Bitsi? That’d be enough reason to be a ball-buster. Since shifters were born, not changed like many Weres could be, her parents must have thought giving her a foo-foo name might disguise her true nature. That’d be like giving a buffalo a poodle’s haircut and expecting folks not to notice they were being charged by an enormous shaggy beast.

So focused on the unlikely shifter’s unlikely name, I missed the first part of Stone’s next comment but caught the end. “… so if the leaders want to—”

“I think we should get Bitsi,” Dyslexia shouted, earning the swivel of everyone’s attention to her. She glanced around our team saying in a lower voice, “What? She’s a woman. She’ll be easier to fight.”

“She’s a shifter,” I snapped back, not caring who heard. And since shifters had better hearing than humans, Bitsi already was listening in on everything being said. “There’s no ‘easy’ in fighting any shifter.”

Stone gave me a small nod and I swear I heard Rolf snort under his breath. But he wasn’t the most immediate problem, being saddled with an idiot with attitude was.

Dyslexia thrust her hands on her hips, lowering her head to protect her vulnerable neck and rocked forward on her feet. “You don’t care about the team,” she snarled back. “You don’t care if we’re all torn to pieces.”

Kelly stepped forward to diffuse the tension, but I thrust my hand out and held her back, not glancing at her but staring instead at the woman itching to take a bite out of me.

“You’re wrong.” I swung my gaze to intersect with Vaughn, then the rest of my team. “No human wins going one-on-one with a shifter. We have to fight as a team or go down. Doesn’t matter if we get Bitsi,” I stumbled a little over the name, “Or Rolf, or Paris Hilton.”

Not that I thought Paris Hilton was a shifter, fae maybe, but she fit the point I was making. “And if you think the sex, or name, or outward appearance of a shifter is going to make fighting one easier than another, you’re on your way to a quick grave.”

“Says you,” Dyslexia almost spit the words. “Are you a shifter?”

“No.”

“Then you don’t know squat. You’re—”

“The sister of four shifter brothers,” I ground out, earning a quick step back from most of my teammates, all except Kelly and Vaughn. Even Dyslexia hesitated as fear washed over her face. Fear of the unknown. And since most shifters never advertised what they were, the fact I’d lived among them marked me as different and frightening. Nice way to paint a neon sign on my head. The first to come out. The group might not know what I was, but they sure as heck knew I was related to non-humans.

I stepped forward, closer to Dyslexia so she was very clear I wasn’t afraid of her stupidity, even if it could get us killed. “Vaughn’s team leader. She chooses.

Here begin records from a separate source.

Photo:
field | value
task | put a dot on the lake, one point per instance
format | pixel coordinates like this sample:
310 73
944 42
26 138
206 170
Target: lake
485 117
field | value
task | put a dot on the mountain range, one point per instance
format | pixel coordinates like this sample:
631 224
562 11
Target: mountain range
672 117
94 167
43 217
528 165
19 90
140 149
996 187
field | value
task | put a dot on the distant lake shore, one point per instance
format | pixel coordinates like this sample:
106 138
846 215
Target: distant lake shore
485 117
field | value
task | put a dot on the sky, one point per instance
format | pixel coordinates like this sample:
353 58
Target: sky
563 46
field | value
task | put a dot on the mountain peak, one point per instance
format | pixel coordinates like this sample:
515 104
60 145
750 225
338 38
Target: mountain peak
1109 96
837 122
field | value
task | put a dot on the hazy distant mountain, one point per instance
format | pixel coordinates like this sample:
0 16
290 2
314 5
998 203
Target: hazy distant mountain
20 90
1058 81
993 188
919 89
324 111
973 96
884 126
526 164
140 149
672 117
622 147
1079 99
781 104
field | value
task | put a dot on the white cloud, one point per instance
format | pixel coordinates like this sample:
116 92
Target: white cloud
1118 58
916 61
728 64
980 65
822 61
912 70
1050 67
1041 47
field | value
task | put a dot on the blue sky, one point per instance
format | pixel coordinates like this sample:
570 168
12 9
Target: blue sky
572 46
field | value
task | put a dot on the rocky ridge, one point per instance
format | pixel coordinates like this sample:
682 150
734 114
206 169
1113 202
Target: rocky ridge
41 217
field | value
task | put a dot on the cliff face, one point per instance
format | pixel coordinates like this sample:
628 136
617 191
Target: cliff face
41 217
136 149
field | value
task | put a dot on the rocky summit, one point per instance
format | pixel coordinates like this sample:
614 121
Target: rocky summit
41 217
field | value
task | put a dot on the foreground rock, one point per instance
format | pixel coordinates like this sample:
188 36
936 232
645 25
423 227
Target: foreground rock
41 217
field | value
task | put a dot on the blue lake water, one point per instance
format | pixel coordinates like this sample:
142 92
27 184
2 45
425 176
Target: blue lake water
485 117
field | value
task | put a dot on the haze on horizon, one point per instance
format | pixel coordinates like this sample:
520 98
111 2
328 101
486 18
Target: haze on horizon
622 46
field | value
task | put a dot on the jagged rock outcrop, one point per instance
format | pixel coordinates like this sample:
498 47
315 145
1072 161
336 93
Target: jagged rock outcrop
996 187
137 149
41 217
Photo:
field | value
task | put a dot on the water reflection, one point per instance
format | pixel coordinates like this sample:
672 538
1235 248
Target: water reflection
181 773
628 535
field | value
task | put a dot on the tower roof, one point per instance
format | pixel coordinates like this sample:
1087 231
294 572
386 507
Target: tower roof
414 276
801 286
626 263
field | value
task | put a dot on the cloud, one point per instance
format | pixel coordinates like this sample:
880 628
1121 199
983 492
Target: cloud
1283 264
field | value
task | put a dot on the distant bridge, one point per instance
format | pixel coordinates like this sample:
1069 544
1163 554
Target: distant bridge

Not you.”

Not that Vaughn had a lot of choice at this point. If she chose Rolf the whole group, including Stone, would assume it was because Dyslexia forced her into a no-win situation. Right now the tail was wagging the dog.

Vaughn glanced at me, gave a what-the-hell shrug and cut her gaze to Stone, not the shifters, as she said. “Makes no difference to me. I’ve got a strong team. We’ll fight any shifter you have.”

Nice face saving move. We were still going to get trounced, but it looked like we could do so in style.

I gave Vaughn a thumbs up, moving the circle in for a huddle. Yeah, that was Vaughn’s call, but I had a few things to share before all hell broke loose.